Evvelde güzel sanatlar derlerdi, görsel sanatlarda bir güzellik kaldı mı? Bir zarafet, estetik el becerisi kaldı mı? Edebiyat derlerdi, demek edep varmış gerekli olan sanat ahlakı kaldı mı? Batıda ressam, heykeltıraş, yazar, bestekar ancak sanatçı, diğerleri solist, artist, icracı olarak nitelenir. Yurdumuzda soyunup podyuma çıkan da, soytarılık yapanlar da sanatçı olduğunu söylüyor. Öyle kişiler devlet sanat ödülü aldı ki gel de deli olma.

Yıllar önce fevkalade labirentin içinden doğan yeleleri rüzgarda uçuşan bir at tablosu yapmıştım. Belgin atölyeme ilk geldiğinde bu tablodan çok etkilendiğini yapan kişiyi tanımak için çok aradığını söylediğinde duygulanmıştım. Hz. Mevlana, “güneşi metheden aslında kendini metheder” der. Görmek için gözleri var; idrak anlayış gözü. Aslında Belgin’in aradığı ben değil kendisi idi. O, tabloyu görünce, kendi içindekini biliyordu zaten, tekrar keşfetti.

Benim ünlü üstadım Ernst Fuchs bir sohbetimizde ruhsal akrabalıktan bahsetmişti. Viyana’da 55’li yıllarda dadaizm. Her türlü beceriden, estetikden uzak yapıtların sanat diye yutturulduğu, acaba sanat bitti mi diye düşünülen bir dönemde, beş kişilik bir gurup, bu iş böyle olmaz biz unutulan rönesans tekniklerini öğrenelim hayal dünyamızı ki bu masallarımızda, mitolojilerimizdeki dünya bizim dünyamız. Bazen korktuğumuz, bazen sığındığımız dünya. O’nu yapmaya çalışalım dediler, başta tepki gördülerse de zamanı gelmişti. Bu gurup ve fantastik realizm olarak tanınan bu ekole, sanatın tacı dendi. Fevkalade üne kavuştular. Bugün dünyada yüzbinlerce sanatçının gönül verdiği, milyonlar hayranının takip ettiği, geniş yelpazede diğer sanat dallarını etkileyen, besleyen fantastik realizm, birkaç misal vermek gerekirse, yüzüklerin efendisi Harry Potter, Avatar vb. Dünya’da tasdik gören günümüz sanatı bu. Ne yaparsın ki, Bulgaristan sınırından içeri girmiyor. Irk olarak bir şeyi zor benimsiyoruz. Benimsedikten sonra da bırakmıyoruz.

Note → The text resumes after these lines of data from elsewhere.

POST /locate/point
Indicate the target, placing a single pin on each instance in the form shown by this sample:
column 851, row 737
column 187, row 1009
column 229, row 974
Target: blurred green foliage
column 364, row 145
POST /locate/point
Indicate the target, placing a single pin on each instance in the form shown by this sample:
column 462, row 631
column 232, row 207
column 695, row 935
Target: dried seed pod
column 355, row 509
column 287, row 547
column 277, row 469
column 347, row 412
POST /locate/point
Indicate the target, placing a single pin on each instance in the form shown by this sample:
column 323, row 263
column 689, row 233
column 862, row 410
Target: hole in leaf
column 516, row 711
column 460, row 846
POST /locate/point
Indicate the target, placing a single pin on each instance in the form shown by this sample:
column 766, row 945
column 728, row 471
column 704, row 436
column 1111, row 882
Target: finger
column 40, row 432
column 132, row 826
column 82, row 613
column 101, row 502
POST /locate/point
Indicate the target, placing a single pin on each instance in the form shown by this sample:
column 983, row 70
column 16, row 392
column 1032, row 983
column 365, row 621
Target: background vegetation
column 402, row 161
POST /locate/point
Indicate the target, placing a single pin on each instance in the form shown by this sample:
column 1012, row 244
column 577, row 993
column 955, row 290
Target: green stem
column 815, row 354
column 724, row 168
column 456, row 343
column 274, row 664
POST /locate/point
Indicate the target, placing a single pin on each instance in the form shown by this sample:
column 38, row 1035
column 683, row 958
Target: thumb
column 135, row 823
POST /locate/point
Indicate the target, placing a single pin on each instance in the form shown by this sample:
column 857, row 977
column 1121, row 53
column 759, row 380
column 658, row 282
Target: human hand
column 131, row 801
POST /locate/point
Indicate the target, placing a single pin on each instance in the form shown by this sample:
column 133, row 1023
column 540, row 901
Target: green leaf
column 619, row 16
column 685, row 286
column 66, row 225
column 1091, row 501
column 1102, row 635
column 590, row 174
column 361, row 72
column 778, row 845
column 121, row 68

Belgin'in mitoloji kokan eserleri, fevkalade duygulu, ince ruhunu, olağan üstü el becerisiyle aksettiriyor. Belgin de fantastik realizmin Türkiye’deki öncülerinden, bu ekole gönül vermek, üretmek, özenti değil yaradılış. Altını kuyumcu anlar demişler. Sanat severlerin zevk seviyesinin yücelmesini ümit edelim...

Kendine verilen ödülü reddedene deli demezler mi? Bu bizim belgin.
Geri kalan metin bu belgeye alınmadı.